There are two ways to keep a person from doing X.

A) Make it impossible to do X. Make it illegal or expensive or impractical, for instance; or B) Fill up a person's life with dozens of other obligations such that he or she no longer has any time to do X.
I'm dealing with B) at the moment. I have a dozen writing projects I've been working on, but I can't get to them because I'm feeling exhausted with all the other things going on in my life. These "distractions" I've been doing for the past two weeks are important things that I want to do or I need to do (e.g., spending time with my children and tending to crushing duties at work, such as arguing appeals, writing a brief that was just filed with the United States Supreme Court and reconstructing my workstation at the law office after my hard drive died). No one is telling me to stop writing, but the result is the same because of all of these other obligations. There are only so many hours in a week. I have only so much energy and focus, and I find that in order to do original writing I absolutely need blocks of several contiguous hours, at a minimum. Those chunks of quality time have disappeared lately. I'm frustrated, because I very much want to follow up on some articles and write some new ones. On the other hand, my life is full and good.
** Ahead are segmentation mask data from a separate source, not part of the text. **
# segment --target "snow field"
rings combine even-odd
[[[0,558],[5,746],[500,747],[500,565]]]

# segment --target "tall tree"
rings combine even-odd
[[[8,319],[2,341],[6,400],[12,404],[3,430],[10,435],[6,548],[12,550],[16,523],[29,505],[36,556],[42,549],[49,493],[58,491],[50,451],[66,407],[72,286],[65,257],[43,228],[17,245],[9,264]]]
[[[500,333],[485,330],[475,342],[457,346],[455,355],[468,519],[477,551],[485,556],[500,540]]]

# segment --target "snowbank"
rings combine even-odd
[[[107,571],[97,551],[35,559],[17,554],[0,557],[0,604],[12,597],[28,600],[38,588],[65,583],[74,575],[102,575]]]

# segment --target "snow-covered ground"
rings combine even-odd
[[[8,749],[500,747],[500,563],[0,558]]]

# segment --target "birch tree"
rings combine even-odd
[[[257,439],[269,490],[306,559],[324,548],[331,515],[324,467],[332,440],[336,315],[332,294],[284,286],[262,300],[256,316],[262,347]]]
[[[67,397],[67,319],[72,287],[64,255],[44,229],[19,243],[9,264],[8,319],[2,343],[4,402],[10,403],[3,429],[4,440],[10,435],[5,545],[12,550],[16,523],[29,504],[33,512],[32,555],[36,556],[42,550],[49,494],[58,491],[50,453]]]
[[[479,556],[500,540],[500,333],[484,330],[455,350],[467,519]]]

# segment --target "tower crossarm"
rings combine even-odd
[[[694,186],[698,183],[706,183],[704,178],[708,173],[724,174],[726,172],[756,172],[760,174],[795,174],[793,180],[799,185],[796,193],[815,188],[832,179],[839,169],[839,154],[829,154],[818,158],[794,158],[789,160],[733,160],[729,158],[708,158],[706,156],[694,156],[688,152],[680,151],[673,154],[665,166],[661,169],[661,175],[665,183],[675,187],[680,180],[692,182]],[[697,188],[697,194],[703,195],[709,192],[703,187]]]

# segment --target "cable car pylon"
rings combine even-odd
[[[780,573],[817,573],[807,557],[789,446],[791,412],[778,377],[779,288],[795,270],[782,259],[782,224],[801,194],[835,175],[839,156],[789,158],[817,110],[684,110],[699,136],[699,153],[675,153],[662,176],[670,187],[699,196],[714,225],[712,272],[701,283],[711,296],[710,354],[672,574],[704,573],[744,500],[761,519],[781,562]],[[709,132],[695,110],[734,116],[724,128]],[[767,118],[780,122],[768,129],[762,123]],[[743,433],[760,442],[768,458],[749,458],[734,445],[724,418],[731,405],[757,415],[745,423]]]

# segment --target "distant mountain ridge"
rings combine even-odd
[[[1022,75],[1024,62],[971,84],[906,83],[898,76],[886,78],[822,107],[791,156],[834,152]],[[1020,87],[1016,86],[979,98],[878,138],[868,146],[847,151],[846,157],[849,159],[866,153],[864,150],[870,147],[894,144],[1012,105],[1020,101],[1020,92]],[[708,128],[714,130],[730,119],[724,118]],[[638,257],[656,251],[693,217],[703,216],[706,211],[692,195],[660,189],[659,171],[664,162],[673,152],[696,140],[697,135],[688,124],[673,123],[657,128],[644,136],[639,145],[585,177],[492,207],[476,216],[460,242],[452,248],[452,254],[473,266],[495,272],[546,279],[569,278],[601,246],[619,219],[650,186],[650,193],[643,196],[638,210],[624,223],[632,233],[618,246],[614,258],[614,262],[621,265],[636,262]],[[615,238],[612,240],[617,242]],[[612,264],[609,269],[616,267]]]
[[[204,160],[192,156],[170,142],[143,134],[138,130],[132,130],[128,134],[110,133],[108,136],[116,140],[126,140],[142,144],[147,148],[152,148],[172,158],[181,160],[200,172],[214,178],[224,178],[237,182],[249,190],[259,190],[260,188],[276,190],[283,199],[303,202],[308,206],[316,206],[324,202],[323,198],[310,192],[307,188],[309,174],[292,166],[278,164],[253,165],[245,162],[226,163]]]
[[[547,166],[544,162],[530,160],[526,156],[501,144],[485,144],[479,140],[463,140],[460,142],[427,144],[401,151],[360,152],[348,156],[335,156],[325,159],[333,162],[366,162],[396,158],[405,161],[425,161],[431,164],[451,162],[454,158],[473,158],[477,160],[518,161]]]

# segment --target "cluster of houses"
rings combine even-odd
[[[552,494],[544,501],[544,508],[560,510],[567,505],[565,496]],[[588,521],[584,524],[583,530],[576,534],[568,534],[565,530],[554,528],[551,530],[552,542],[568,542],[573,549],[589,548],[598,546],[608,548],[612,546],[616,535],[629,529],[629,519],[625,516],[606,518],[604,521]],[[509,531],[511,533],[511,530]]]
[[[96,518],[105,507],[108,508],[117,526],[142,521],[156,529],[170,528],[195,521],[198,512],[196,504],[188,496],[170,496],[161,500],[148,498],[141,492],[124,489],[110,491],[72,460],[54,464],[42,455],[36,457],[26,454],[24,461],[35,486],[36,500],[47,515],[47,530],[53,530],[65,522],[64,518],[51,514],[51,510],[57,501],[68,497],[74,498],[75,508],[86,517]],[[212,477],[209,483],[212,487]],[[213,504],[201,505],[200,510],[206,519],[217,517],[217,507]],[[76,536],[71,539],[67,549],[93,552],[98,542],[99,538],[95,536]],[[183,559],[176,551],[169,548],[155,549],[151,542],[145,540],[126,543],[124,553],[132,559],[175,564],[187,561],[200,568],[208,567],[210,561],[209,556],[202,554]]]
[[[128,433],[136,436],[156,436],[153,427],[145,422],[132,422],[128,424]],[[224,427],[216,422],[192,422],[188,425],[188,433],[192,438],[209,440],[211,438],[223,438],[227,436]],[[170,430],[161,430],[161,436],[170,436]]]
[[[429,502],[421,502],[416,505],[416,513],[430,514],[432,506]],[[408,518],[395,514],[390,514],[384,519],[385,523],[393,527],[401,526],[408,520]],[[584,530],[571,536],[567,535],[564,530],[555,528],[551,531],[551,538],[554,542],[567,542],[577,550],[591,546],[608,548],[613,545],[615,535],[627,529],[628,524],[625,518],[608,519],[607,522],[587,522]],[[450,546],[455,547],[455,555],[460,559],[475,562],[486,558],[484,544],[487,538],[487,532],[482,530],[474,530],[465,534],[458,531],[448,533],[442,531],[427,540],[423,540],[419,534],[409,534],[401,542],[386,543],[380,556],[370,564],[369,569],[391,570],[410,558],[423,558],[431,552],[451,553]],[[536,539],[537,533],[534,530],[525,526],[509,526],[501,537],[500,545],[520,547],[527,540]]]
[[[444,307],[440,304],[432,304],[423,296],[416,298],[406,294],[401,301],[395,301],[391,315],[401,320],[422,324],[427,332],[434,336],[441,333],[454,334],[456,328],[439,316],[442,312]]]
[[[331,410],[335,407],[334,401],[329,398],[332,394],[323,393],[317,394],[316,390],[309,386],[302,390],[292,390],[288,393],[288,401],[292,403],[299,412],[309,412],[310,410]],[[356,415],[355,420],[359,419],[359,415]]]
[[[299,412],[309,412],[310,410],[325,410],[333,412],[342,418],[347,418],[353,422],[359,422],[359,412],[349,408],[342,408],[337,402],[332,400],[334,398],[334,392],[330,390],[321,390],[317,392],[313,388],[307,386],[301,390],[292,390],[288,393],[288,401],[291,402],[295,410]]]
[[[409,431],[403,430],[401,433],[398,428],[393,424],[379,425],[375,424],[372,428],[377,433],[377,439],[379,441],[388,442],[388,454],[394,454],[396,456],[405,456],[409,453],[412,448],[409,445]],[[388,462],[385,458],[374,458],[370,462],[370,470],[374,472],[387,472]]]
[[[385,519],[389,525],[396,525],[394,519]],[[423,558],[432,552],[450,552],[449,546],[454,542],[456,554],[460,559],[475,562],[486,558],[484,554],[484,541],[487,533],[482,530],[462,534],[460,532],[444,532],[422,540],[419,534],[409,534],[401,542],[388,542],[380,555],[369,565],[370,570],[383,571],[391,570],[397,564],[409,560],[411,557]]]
I shouldn't have any complaints, other than I have this urge to try to figure things out, and I do this much better when I write. In moments like these I'm so glad that I decided to make this website a community of writers, an intersection. But there are also other reasons I chose to make this a community, especially the increased interactions with the other authors--an opportunity to learn from each other. Bottom line, I'm sending trackbacks here and there to let readers know that I'm still alive, and I hope to be more active at this site soon.